PDP, Atiku to tribunal: Buhari lied about academic credentials
The Peoples Democratic Party (PDP) and its candidate in the last presidential election, Atiku Abubakar, have accused President Muhammadu Buhari of making false claims about his academic qualifications.
The party and its candidate argued that the President’s claim, in his response to the petition they filed at the Presidential Election Petition Tribunal (PEPT), that he (Buhari) was more qualified than Atiku, was also a false assertion.
They noted that unlike Atiku, the President failed to exhibit his credentials, which he claimed to possess.
The PDP and Atiku raised the issues in their reply to President Buhari’s response.
They are at the PEPT to challenge the outcome of the last presidential election, which President Buhari and his party, the All Progressives Congress (APC), won.
In the reply filed on April 15 by their lawyers, led by Livy Uzoukwu (SAN), the PDP and Atiku argued that, having failed to attach the credentials to the Form CF001, which he submitted to the Independent National Electoral Commission (INEC), it could be concluded that the President lied that his certificates were with the Army.
The duo challenged him to, as the incumbent President and Commander-in-Chief of the Armed Forces, to direct the Army, where he once served, to make his credentials public.
They added: “In further response to Paragraph 381(iv) of the second respondent’s reply, aver that the petitioners have no knowledge of any certificates or alleged qualifications issued to the second respondent (Buhari), but contend that second respondent falsely represented that his certificates are in the custody of the Nigerian Army when the second respondent, by his own admission, is the Commander-in-Chief of the Armed Forces of Nigeria.
“In further response to Paragraph 381(iv) of the second respondent’s reply, the petitioners aver that the second respondent as Commander-in-Chief of the Armed Forces of Nigeria could easily order the Army Secretary to produce the certificates allegedly submitted, if they actually exist.
“Contrary to Paragraph 381 (i-iv) of the second respondent’s reply, the petitioners aver that the second respondent does not possess the educational qualification he claimed to have in his INEC Form CF001 submitted to the first respondent (INEC), having not been attached as required.
“In reply to Paragraph 383 of the second respondent’s reply, the petitioners aver that the first petitioner (Atiku) is eminently qualified to contest election for the office of the President of the Federal Republic of Nigeria and had indeed attached evidence of his educational qualifications to his INEC Form CF001 submitted to the first respondent, unlike the seconnd respondent (Buhari) who did not attach evidence of the qualifications he claimed in his INEC Form CF001 because he does not possess them as he falsely claimed.”

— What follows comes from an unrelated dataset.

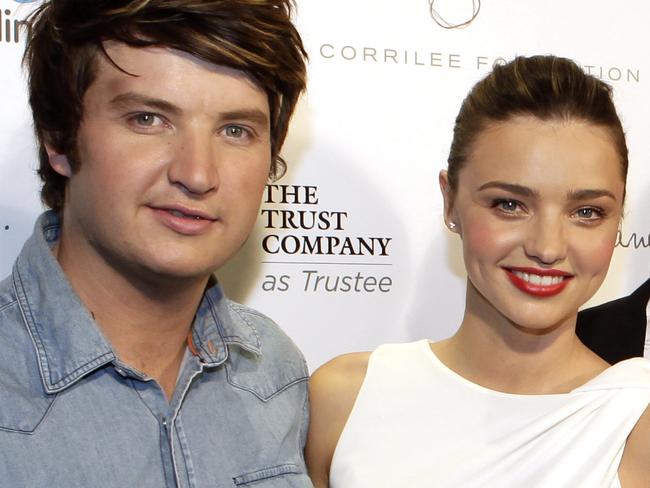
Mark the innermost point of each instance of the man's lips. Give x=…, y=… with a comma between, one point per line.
x=538, y=282
x=185, y=212
x=184, y=220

The PDP and Atiku argued that “the purported training and courses” which President Buhari had claimed placed him “head and shoulders” above Atiku in respect to educational qualification to contest the presidential election “did not culminate in the issuance of any certificates he claimed in his INEC Form CF001”.
They described the President’s claim of being head and shoulders above Atiku, in qualification and experience, as erroneous.